Furthermore, only two periods in the show’s history have ever been consistently outstanding and with a small number of misfires: the Hinchcliffe era and the current revival. The 1960s, Pertwee and Graham Williams eras are almost as variable in quality as the 1980s. A scan of the Hartnell era, for examples, reveals some great stories such as The Daleks’ Master Plan, but also some stinkers such as The Space Museum and The Sensorites. Even episodes that were thought classics - such as 100,000 BC and the first Dalek serial - are a lot ropier in places than we remembered. The Troughton era, despite having one of the finest Doctors at the helm, is a lot more problematic creatively than many remember, with a reliance on the unimaginative “base under siege” model (The Moonbase, The Wheel in Space) and as with the Hartnell era, a tendency for both the Doctor and his companions not always to be as involved with the main action as they should be (one of the jarring things about 1960s Doctor Who for those raised on the later periods is that when Hartnell, Troughton or one of his companions were due for a holiday, their character would simply disappear midway through the serial, which was very hard to smooth over in an hero-led adventure series). In the Pertwee era, one can line up the outstanding stories (Robert Holmes's two auton stories, the Silurians, Inferno, Carnival of Monsters, The Sea Devils, Invasion of the Dinosaurs, and many would add Curse of Peladon and The Green Death) with the duds (The Time Monster, The Monster of Peladon, Frontier in Space) and find something of a fifty/fifty split. Conversely, the mid-1980s might be one of Doctor Who’s less creative and consistent periods, and yet we still have Snakedance, Caves of Androzani and Revelation of the Daleks hidden inside them.

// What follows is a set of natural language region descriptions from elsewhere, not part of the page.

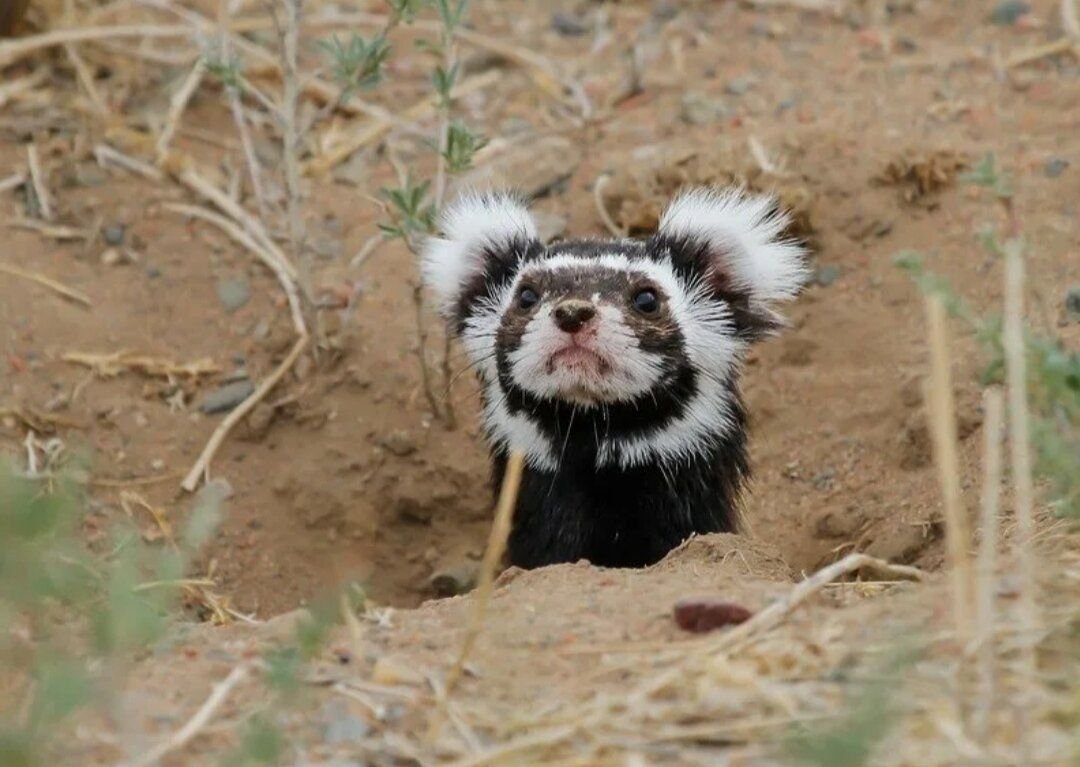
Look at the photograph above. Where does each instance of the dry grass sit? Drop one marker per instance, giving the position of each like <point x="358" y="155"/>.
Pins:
<point x="744" y="689"/>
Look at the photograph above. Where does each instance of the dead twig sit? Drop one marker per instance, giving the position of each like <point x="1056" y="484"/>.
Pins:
<point x="202" y="463"/>
<point x="289" y="36"/>
<point x="197" y="723"/>
<point x="598" y="187"/>
<point x="52" y="284"/>
<point x="1012" y="337"/>
<point x="493" y="555"/>
<point x="994" y="407"/>
<point x="11" y="183"/>
<point x="112" y="364"/>
<point x="11" y="51"/>
<point x="775" y="613"/>
<point x="51" y="230"/>
<point x="177" y="105"/>
<point x="941" y="412"/>
<point x="242" y="238"/>
<point x="85" y="79"/>
<point x="38" y="183"/>
<point x="421" y="351"/>
<point x="107" y="156"/>
<point x="196" y="183"/>
<point x="270" y="255"/>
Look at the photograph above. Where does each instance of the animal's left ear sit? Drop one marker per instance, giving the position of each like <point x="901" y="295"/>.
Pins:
<point x="736" y="243"/>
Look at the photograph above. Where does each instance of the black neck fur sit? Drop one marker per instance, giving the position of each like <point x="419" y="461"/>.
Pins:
<point x="622" y="517"/>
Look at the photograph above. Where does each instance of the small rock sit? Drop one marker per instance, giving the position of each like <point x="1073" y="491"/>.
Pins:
<point x="703" y="615"/>
<point x="833" y="523"/>
<point x="227" y="397"/>
<point x="111" y="256"/>
<point x="664" y="10"/>
<point x="400" y="443"/>
<point x="455" y="579"/>
<point x="569" y="25"/>
<point x="342" y="726"/>
<point x="113" y="234"/>
<point x="784" y="104"/>
<point x="797" y="351"/>
<point x="233" y="293"/>
<point x="393" y="672"/>
<point x="826" y="274"/>
<point x="1055" y="166"/>
<point x="1072" y="303"/>
<point x="824" y="480"/>
<point x="535" y="167"/>
<point x="412" y="508"/>
<point x="353" y="172"/>
<point x="549" y="225"/>
<point x="90" y="175"/>
<point x="1008" y="12"/>
<point x="739" y="85"/>
<point x="701" y="109"/>
<point x="259" y="421"/>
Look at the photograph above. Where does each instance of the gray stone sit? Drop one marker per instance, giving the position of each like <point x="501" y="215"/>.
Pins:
<point x="1055" y="166"/>
<point x="569" y="25"/>
<point x="1072" y="303"/>
<point x="113" y="234"/>
<point x="1007" y="12"/>
<point x="342" y="726"/>
<point x="233" y="293"/>
<point x="826" y="274"/>
<point x="701" y="109"/>
<point x="227" y="398"/>
<point x="739" y="85"/>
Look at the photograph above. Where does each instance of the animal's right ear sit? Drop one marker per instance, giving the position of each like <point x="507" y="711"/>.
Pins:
<point x="483" y="237"/>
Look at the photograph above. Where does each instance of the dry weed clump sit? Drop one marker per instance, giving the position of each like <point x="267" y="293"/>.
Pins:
<point x="635" y="196"/>
<point x="920" y="175"/>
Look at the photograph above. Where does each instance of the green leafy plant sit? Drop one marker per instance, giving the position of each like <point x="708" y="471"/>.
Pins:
<point x="70" y="619"/>
<point x="1053" y="372"/>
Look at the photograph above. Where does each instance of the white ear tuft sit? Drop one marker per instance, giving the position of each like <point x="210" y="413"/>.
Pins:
<point x="473" y="226"/>
<point x="746" y="232"/>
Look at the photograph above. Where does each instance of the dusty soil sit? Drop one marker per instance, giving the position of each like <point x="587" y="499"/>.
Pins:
<point x="351" y="478"/>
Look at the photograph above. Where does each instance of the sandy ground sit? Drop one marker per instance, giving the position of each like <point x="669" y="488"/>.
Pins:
<point x="350" y="478"/>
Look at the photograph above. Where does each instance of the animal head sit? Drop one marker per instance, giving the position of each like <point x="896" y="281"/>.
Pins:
<point x="645" y="334"/>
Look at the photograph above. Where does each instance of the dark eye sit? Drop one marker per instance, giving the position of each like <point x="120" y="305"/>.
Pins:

No matter how many weeds occupy a particular Who era, there are always a few hidden bloomers, and vice versa. Russell T Davies, who tends to be more diplomatic than Steven Moffat, reflected in a November 2003 DWM interview – not long after the announcement that he would be bringing the show back - that he had no particular favourite era, but loved “the whole thing”. This seems to me to be far more in tune with the nature of the programme. One can find pleasures or interests even in Doctor Who’s weakest seasons. The best analogy I have found for the brilliance of the original Doctor Who comes from Dr Johnson’s assessment of Shakespeare. Johnson had to admit that Shakespeare’s work didn’t fit into his preferred classical model of works of carefully structured, scrupulously considered works of Art (the Augustans didn’t like their literature to be frivolous or inconsistent). Instead, he saw it as “a forest […] interspersed sometimes with weeds and brambles, and sometimes giving shelter to myrtles and to roses”. There are a good deal of weeds and roses in Doctor Who’s original run: it’s as foolish to ignore vast swathes of the forest as it would be to insist that Troilus and Cressida, A Winter’s Tale, and indeed anything other than Shakespeare’s famous comedies and tragedies are worthless. Let’s not allow the fact that it is currently blooming to overshadow some of those past glories.